Наигранная обида скользит в голосе. Виктор сдерживает смешок. Облегчение теплым одеялом ложится на плечи. Все хорошо.

— Что ты сделал с тем, кто...

— Столкнул с крыши, разумеется.

Михаил пожимает плечами. Виктор сбивается с шага. Просто сбросил? Невообразимый. Смех все же щекочет горло и вырывается наружу.

— Что они сделали с тобой?

Виктор останавливается и смотрит. Михаил порывается продолжить ходьбу, чтобы уйти от ответа, но трость ложится на плечо, и он останавливается. Стоит спиной и опускает голову.

— Ничего. Усыпили аммиаком, накачали мерцанием. Не били. Но наркотик хуже, чем... ты не знаешь, что это такое, Вик, — Синица заламывает руки, — У Славы иммунитет к этой дряни, и его побили от того, что эффект не проявился. Хорошо так. А во второй раз он притворялся. Никто ничего не заподозрил, но... — он качает головой и поворачивается, — его все равно били. Потому что я им был нужен целым, а он нет. Ему три шва на лицо только наложили. Они столько синяков ему наставили. Что там с внутренними органами, я и не представляю, — Синица разворачивается и стряхивает с себя костыль, — А врачей хороших в Зауне нет, ты же знаешь.

Виктор делает шаг и обхватывает чужое запястье. Сказать что-то нужно, но не получается. Горло сводит от судорог. Плакать даже и не получится. Но то, что его приятели — друзья — пострадали из-за него, тошно.

— Ты больше не работаешь на меня, Михаил.

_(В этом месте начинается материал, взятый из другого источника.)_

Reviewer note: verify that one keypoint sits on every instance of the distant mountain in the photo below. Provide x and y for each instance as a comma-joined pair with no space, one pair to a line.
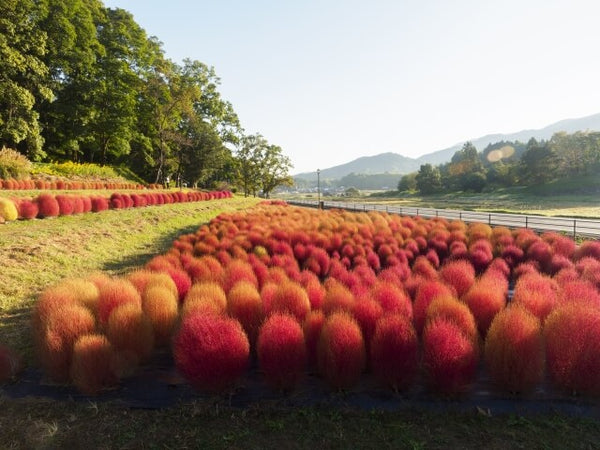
369,165
591,123
396,163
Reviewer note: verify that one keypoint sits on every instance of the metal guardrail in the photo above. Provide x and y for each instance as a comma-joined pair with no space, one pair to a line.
585,228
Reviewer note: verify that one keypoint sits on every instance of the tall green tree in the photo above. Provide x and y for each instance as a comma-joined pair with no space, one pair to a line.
538,163
275,168
73,49
428,179
23,75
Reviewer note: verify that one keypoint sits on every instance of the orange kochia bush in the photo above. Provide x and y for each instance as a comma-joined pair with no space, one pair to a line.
49,205
347,291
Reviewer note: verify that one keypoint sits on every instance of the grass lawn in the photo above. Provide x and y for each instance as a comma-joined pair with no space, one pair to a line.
34,254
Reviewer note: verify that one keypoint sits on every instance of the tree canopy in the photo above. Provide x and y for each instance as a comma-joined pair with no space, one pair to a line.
83,82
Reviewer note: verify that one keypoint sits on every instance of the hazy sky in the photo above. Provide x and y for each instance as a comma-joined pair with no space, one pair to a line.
332,80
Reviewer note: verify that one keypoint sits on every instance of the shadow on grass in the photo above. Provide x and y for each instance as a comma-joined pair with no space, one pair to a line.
158,246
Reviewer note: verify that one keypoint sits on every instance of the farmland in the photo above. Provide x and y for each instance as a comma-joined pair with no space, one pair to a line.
40,253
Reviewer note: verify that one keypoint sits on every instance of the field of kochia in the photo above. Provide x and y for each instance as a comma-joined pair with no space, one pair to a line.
294,291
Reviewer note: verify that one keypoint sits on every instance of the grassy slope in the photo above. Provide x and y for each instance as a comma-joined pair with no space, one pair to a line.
34,254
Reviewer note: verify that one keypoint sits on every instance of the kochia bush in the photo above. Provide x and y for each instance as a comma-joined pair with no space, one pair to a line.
449,357
394,352
572,338
211,352
341,351
281,351
514,351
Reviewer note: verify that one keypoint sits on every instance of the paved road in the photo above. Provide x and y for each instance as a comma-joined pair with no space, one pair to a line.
574,227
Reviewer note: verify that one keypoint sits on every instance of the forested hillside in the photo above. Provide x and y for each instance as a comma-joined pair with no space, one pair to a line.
506,164
85,83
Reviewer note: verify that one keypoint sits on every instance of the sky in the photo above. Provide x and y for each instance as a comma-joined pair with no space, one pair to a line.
330,81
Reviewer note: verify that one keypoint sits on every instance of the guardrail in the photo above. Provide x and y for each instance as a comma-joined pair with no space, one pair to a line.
585,228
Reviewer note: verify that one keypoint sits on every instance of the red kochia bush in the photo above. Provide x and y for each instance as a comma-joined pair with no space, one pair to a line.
91,367
514,351
459,274
289,297
211,352
313,323
341,351
161,307
281,351
394,352
538,293
28,209
572,337
449,357
485,299
47,205
244,304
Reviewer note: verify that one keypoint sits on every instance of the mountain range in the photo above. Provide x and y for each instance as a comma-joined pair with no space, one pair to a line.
395,163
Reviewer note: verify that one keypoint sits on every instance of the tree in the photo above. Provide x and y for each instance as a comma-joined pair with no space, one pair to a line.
248,156
538,163
275,168
428,179
408,182
72,51
261,166
23,75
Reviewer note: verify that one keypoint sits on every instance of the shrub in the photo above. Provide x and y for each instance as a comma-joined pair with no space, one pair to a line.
130,332
114,293
238,270
392,299
207,296
161,307
453,310
62,328
8,210
337,297
459,274
211,352
245,305
449,357
47,205
341,351
313,323
572,338
427,291
485,299
579,292
28,209
91,369
367,312
394,352
182,281
538,293
281,351
65,205
514,351
13,164
587,249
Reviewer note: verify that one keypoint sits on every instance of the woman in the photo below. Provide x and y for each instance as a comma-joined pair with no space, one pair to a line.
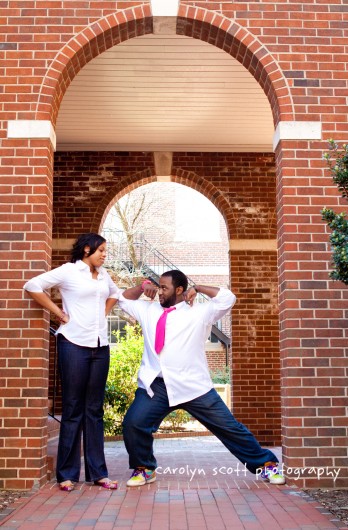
83,352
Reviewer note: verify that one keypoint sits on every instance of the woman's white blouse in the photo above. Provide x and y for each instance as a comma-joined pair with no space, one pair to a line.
83,300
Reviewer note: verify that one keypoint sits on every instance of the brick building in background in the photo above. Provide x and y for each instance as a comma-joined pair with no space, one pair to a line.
289,336
176,227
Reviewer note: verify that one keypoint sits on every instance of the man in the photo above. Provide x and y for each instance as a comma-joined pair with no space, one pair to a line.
175,375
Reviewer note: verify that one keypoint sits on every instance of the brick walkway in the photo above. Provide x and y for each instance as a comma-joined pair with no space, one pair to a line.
200,486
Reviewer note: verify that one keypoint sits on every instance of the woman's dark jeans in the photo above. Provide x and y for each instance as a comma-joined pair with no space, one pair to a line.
83,374
146,414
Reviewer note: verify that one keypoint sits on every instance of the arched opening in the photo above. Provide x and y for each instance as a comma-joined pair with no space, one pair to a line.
79,187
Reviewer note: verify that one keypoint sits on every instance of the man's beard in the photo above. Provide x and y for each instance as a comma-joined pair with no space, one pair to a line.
170,301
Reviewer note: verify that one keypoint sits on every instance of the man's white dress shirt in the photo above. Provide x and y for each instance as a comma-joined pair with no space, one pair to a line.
83,300
182,363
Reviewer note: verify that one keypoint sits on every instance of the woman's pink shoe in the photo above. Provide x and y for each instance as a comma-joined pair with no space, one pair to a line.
67,486
107,484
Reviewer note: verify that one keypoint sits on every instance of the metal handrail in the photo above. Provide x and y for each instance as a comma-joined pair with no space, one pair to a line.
152,263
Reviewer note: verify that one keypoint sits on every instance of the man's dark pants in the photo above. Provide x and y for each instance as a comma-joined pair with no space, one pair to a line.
146,414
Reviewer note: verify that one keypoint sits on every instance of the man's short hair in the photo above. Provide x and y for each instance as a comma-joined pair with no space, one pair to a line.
178,278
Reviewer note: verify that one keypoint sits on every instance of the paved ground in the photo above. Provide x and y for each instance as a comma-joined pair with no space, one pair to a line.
200,486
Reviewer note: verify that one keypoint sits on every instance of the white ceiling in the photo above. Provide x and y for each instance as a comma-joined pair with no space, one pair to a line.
159,93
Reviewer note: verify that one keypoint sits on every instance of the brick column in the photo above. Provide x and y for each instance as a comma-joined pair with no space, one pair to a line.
26,217
313,338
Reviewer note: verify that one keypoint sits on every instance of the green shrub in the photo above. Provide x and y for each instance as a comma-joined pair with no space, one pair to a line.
221,377
125,358
337,160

Это плохое решение, но безопасность будет обеспечена хоть кому-то. Если не с Виктором — значит жив. Только Синица дергается, как от пощечины, и смотрит обиженным взглядом.

— Решил сбросить нас?! Уберечь? От себя?! — крик разносится по улице, — Я согласился не за деньги. За тебя. И не вздумай, придурок, загоняться по поводу нашей безопасности. Я согласился, и я не отказываюсь от работы. Ты мой друг, и я буду тебя защищать.

Синица кладет ладонь на плечо Виктора и старается смотреть в глаза, но отводит их, чтобы проморгаться.

Друзья.

Виктор жмурится и... Обнимает Михаила. Они ничего друг другу не обещали. Ничем не обязаны. Но встретившись однажды в переулке, образовали нерушимый союз. И чувствовать на своей стороне хоть кого-то — слишком дурманит разум. И Виктор готов сойти с ума из-за этого.

— Тогда работай, — Михаил отшагивает и кивает. Смотрит строго и отстраненно. Думает, — И найди все по семье Морияма. Или Мариями.

Виктор дожидается кивка и отворачивается. Пожалуй, сегодня он будет ночевать в удобной кровати в спальной комнате Джейса, а не на диване лаборатории.